Each Figma document is an object tree similar to the HTML DOM, with a single root, pages, and nested layers. Every object has an ID and a set of properties, which can be viewed as a two‑level map Map<ObjectID, Map<Property, Value>> or as rows in a database.

3. Details of the Collaboration System

3.1 Synchronizing Object Properties

The server records the latest value for each object property sent by a client. Conflicts only occur when two clients modify the same property of the same object simultaneously; the server resolves this by keeping the last received value, similar to a last‑writer‑wins register.

3.2 Creating and Deleting Objects

Object creation is treated as a last‑writer‑wins set, while deletion removes all object data from the server. Deleted objects are kept only in the client’s undo buffer, allowing undo without growing server storage.

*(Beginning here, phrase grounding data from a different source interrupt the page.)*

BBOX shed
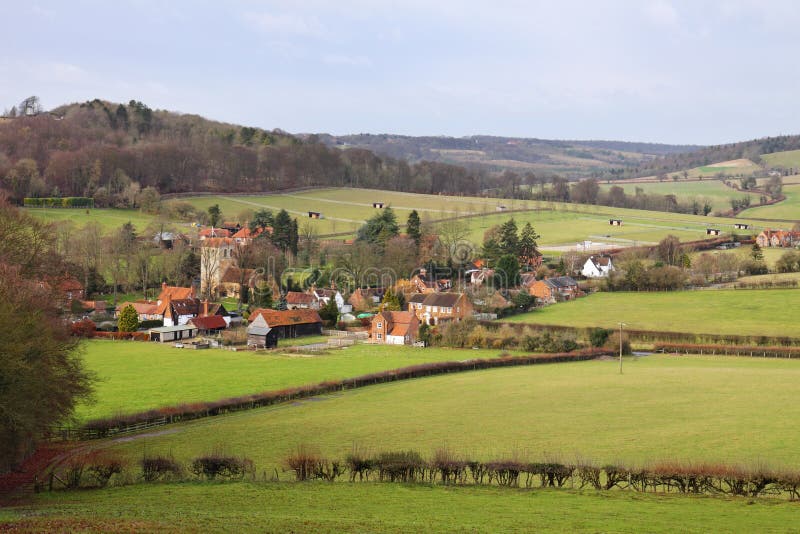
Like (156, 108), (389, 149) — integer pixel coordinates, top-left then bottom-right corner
(246, 314), (278, 348)
(734, 223), (749, 230)
(188, 315), (227, 334)
(149, 324), (198, 343)
(372, 202), (384, 208)
(496, 205), (507, 211)
(706, 229), (722, 236)
(308, 211), (323, 219)
(609, 219), (623, 226)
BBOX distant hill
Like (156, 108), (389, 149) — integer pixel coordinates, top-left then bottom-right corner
(309, 133), (702, 178)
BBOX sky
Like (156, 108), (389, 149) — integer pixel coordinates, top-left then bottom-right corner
(1, 0), (799, 145)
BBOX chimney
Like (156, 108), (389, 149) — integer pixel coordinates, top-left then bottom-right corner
(162, 281), (168, 291)
(203, 299), (209, 317)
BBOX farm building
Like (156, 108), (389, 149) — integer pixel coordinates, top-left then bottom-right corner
(149, 324), (198, 343)
(247, 314), (278, 349)
(248, 308), (323, 339)
(372, 202), (384, 208)
(496, 205), (508, 211)
(308, 211), (323, 219)
(188, 314), (227, 335)
(706, 229), (722, 236)
(609, 219), (623, 226)
(734, 223), (749, 230)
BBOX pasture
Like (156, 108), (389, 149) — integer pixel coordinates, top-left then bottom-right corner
(503, 289), (800, 337)
(740, 183), (800, 220)
(2, 481), (797, 533)
(25, 207), (161, 232)
(597, 180), (754, 213)
(762, 148), (800, 169)
(92, 355), (800, 469)
(75, 340), (515, 422)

3.3 Synchronizing the Object Tree

Maintaining a consistent tree structure is challenging, especially when re‑parenting objects. The goals are to avoid conflicts between property changes and re‑parenting, and to prevent duplicate copies of the same object.

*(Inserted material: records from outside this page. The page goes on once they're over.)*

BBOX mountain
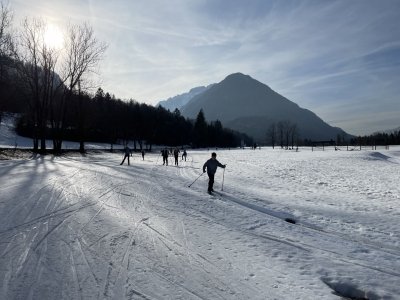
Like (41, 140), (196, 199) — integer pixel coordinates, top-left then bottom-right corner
(180, 73), (351, 142)
(157, 85), (213, 111)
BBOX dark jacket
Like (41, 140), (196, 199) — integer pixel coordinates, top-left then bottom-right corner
(161, 149), (169, 157)
(203, 158), (225, 175)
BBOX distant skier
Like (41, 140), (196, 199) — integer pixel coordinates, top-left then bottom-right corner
(161, 147), (169, 165)
(141, 149), (145, 160)
(173, 148), (180, 166)
(182, 149), (187, 161)
(120, 145), (131, 165)
(203, 152), (226, 193)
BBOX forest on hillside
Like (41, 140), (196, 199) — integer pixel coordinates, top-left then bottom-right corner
(0, 3), (252, 153)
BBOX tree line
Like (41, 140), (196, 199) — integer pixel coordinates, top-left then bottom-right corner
(266, 121), (400, 148)
(0, 2), (252, 152)
(352, 131), (400, 147)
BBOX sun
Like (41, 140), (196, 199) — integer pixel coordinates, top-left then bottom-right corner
(43, 23), (64, 49)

Property changes should not conflict with re‑parenting.

Concurrent re‑parenting of the same object should not create two copies.

3.3.1 Cycle Detection

Parent links are directed edges; without constraints they could form cycles (e.g., A becomes B’s child while B becomes A’s child). Such cycles are invalid for a tree.

3.3.2 Figma’s Solution

The server rejects any update that would create a cycle. On the client, temporary cycles may appear until the server’s rejection is received; the client then removes the offending objects from the tree.

3.4 Fractional Indexing for Ordering

Figma stores the order of children using fractional indexing: each child’s position is a fraction between 0 and 1, and inserting between two nodes is done by averaging their positions.

4. Undo/Redo Implementation

In a collaborative setting, undo must consider edits from other users. Figma’s approach modifies the redo history when an undo is performed and vice‑versa, ensuring that the final document state remains unchanged after a sequence of undo‑redo actions.

7. Conclusion

The article highlights several takeaways: CRDT literature is valuable even for centralized systems; visual editors’ collaborative systems are less daunting than they appear; and early research and prototyping are worthwhile investments.